Ask HN: Are non-JavaScript languages obsolete? - pwernersbach

The majority of job postings that I see these days are for Javascript developers, for working with things like Node.js, AngularJS, etc. In today&#x27;s job market, are competencies in languages other than Javascript useful?
======
gregjor
There's no reason to learn any other language. The Ecma International
association announced last year that all languages except for JavaScript would
be discontinued as of Dec 31, 2015. Any code that hasn't been rewritten in JS
by then will have 60 days grace period to finish a rewrite. After that the
non-JavaScript code has to deleted.

------
greybox
Limiting yourself to one language however wide spread it is, is damaging. It
limits you way of thinking about problems and narrows your vision when
designing solutions.

Don't get into the "It CAN be done in JS therefore it SHOULD be done in JS"
mindset that many people on HN seem to share. Teach yourself to use different
tools and always choose the most appropriate one for the task at hand.

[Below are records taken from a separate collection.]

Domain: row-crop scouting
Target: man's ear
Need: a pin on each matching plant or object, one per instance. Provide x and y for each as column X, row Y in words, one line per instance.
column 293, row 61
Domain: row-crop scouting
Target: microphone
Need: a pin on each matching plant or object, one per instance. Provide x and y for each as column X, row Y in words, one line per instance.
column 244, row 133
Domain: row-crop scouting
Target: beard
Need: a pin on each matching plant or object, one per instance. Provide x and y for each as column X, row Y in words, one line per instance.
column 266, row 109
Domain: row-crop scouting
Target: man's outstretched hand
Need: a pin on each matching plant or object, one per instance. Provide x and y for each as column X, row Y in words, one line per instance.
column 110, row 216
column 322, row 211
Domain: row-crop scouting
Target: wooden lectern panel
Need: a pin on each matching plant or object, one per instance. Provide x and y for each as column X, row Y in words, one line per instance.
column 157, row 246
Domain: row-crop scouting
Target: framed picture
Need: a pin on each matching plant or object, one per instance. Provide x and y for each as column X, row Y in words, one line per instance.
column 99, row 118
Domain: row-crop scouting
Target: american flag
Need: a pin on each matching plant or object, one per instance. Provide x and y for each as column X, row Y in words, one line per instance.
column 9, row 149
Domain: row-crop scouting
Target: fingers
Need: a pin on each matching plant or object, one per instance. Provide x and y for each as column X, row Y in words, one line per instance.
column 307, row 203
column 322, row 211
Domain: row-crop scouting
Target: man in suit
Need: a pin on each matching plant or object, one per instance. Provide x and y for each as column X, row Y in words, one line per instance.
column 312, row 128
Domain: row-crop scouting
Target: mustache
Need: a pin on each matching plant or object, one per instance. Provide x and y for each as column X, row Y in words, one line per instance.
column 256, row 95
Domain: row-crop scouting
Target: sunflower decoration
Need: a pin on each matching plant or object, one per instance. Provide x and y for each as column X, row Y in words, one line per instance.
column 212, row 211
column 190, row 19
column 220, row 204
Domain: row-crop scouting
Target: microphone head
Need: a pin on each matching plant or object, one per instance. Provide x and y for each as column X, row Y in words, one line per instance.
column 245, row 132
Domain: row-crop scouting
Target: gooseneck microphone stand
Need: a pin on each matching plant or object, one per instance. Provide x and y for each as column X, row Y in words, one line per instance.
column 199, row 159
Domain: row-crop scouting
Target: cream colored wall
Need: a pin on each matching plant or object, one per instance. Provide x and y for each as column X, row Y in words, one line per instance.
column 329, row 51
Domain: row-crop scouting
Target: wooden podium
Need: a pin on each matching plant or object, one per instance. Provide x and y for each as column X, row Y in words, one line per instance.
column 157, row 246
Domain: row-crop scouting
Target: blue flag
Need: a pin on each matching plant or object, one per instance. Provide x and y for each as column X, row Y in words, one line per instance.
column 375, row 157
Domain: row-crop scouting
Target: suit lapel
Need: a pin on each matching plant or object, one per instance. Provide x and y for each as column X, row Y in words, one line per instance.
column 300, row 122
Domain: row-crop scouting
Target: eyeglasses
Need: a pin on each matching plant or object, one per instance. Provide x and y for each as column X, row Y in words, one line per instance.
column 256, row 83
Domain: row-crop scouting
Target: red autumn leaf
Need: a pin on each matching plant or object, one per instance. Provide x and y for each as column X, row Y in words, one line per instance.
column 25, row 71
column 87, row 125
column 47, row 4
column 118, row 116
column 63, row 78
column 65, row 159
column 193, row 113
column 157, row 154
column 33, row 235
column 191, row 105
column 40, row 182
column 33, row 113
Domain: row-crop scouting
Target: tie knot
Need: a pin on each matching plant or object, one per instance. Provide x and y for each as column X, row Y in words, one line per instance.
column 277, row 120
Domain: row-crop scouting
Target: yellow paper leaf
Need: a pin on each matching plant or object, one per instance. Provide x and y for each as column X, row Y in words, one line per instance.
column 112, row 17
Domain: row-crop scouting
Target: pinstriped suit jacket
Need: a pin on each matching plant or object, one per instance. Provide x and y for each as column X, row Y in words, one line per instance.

I am a software developer in the UK and I have used C++, Python, Java, Lua and
JS (all in the last 2 years) and all of them have their place.

------
therealidiot
When I look for software engineering jobs there's a fairly healthy
distribution of languages.

...but I'm over here in the UK. Where are you looking?

------
BinaryIdiot
As someone who primarily works in JavaScript and has for the past 4 years...I
still see a majority of jobs wanting .Net or Java experience in the MD / VA /
DC area.

Naturally this is anecdotal for myself or yourself; I'm not convinced the
majority are but maybe it depends on your area, services you're using to find
job posts, etc.